Schon der Name sagt es: In der Teilchenphysik geht es um unvorstellbar kleine Materieteilchen, um die Urbausteine unserer Welt. Da ist die Aufregung bei den Forschern naturgemäß besonders groß, wenn an irgendeinem Beschleuniger ein neues, bislang unbekanntes Partikelchen entdeckt wird. Eine solche Nobelpreis-verdächtige Neuentdeckung wurde nun auf der Tagung der Europäischen Physikalischen Gesellschaft vermeldet, die heute in Aachen zu Ende geht.

23.07.2003
    Von Frank Grotelüschen

    Stirnglatze, das Resthaar ungebändigt. Cordhose, und auf den Lippen ein zerstreutes Lächeln. So stellt man sich ein Physikgenie vor. Frank Wilczek entspricht diesem Klischee fast perfekt. Einzig die Cordhose fehlt, statt dessen trägt der MIT-Professor aus Boston seinen besten Anzug. Aus gutem Grund, denn Wilczek darf, gemeinsam mit zwei Kollegen, einen begehrten Preis in Empfang nehmen – den Teilchenphysikpreis der Europäischen Physikalischen Gesellschaft. "Für die Erfindung der Quantenchromodynamik”, steht auf der Urkunde. Die Quantenchromodynamik zählt zu den mittlerweile wichtigsten Theorien der Physik. Sie beschreibt das Verhalten jener unvorstellbar winzigen Partikel, die die Fachleute als Quarks bezeichnen. Frank Wilczek erläutert:

    Materie besteht aus Atomen. Atome setzen sich aus Elektronen und einem Atomkern zusammen. Dieser Kern wiederum besteht aus Protonen und Neutronen. Und seit den 60er Jahren wissen wir, dass selbst die Protonen und Neutronen aus noch kleineren Bausteinen zusammengesetzt sind - den Quarks. Und diese Quarks sind die fundamentalen Bausteine der Materie.

    Nun besagt die Quantenchromodynamik von Frank Wilzcek, dass Quarks niemals alleine vorkommen, sondern stets im Paket – zum Beispiel im Proton als fest aneinander klebende Dreierclique.
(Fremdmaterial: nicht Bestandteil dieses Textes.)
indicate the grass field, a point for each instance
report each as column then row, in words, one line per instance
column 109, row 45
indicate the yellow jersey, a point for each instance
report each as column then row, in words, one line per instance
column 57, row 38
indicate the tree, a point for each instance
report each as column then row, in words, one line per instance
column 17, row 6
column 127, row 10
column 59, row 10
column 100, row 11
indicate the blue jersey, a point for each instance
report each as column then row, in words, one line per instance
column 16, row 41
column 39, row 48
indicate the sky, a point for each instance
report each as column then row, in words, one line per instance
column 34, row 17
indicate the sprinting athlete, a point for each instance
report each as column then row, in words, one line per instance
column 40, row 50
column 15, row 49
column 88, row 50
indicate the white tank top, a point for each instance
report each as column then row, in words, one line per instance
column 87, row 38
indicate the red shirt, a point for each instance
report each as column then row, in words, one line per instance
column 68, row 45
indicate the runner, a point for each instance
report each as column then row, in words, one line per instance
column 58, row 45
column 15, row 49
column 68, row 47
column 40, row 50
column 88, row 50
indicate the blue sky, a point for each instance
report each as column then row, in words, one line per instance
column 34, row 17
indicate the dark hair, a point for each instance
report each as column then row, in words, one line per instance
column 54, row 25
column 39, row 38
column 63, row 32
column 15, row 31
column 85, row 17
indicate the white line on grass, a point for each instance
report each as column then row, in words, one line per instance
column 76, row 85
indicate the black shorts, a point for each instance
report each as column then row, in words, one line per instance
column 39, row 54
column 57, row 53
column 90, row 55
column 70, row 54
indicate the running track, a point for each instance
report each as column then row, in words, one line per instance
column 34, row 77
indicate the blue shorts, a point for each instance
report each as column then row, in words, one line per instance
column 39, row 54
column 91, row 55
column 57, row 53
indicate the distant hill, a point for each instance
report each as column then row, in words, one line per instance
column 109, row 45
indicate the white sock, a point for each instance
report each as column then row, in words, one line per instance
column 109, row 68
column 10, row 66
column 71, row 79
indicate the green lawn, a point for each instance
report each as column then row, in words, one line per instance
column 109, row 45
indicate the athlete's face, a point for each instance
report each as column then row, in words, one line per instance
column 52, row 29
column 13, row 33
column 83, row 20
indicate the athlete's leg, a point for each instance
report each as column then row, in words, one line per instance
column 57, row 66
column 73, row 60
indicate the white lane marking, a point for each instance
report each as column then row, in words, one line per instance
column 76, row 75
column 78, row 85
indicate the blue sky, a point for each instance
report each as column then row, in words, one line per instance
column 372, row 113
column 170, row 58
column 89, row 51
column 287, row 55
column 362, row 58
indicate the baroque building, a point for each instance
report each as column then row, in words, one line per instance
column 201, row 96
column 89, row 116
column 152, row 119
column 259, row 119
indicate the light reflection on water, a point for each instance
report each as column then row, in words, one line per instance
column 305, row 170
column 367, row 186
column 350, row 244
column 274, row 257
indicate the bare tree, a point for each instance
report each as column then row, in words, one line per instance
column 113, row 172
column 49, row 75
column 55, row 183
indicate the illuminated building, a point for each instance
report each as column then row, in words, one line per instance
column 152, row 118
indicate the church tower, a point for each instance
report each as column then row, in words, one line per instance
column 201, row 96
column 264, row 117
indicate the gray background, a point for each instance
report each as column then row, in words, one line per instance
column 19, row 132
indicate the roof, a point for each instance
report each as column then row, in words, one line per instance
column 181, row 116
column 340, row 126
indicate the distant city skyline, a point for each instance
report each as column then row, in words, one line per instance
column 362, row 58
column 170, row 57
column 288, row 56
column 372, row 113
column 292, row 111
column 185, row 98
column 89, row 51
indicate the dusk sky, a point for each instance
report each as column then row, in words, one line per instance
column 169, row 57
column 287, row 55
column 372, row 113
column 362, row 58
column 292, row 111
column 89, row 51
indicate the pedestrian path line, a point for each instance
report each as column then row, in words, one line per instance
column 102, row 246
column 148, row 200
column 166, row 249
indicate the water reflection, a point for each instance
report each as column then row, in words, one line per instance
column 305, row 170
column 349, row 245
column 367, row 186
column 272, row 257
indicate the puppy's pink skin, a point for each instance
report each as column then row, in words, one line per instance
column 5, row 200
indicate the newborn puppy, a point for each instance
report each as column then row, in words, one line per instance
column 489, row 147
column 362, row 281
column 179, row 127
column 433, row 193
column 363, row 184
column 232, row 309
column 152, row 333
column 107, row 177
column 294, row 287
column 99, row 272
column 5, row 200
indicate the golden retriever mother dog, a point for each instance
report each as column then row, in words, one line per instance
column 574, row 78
    Viele Jahre lang haben wir ausschließlich Teilchen beobachtet, die entweder aus zwei Quarks bestehen oder aus drei. Doch die Quantenchromodynamik schließt nicht aus, dass es auch andere Konstellationen gibt – zum Beispiel Teilchen, die sich aus vier oder fünf Quarks zusammensetzen. Seit Jahrzehnten haben die Leute vergebens nach diesen exotischen Partikeln gesucht. Doch nun, in den letzten Wochen, haben gleich vier Forscherteams Messungen vorgestellt, die ganz deutlich auf ein Teilchen hinweisen, das aus fünf Quarks besteht. Wir nennen es Pentaquark.

    Vier Gruppen aus Russland, Japan, den USA und Bonn hatten mit Beschleunigern experimentiert, die – weil relativ klein - fast schon als veraltet gelten dürfen. Mit diesen Beschleunigern schossen die Forscher unterschiedliche Teilchen aufeinander und schauten nach, was bei diesen Minikollisionen passiert. Das Ergebnis: Bei allen vier Experimenten war mit hoher Wahrscheinlichkeit für einen Wimpernschlag ein Quark-Fünfling entstanden, das Pentaquark. Wobei das mit dem Wimpernschlag schon gewaltig übertrieben ist.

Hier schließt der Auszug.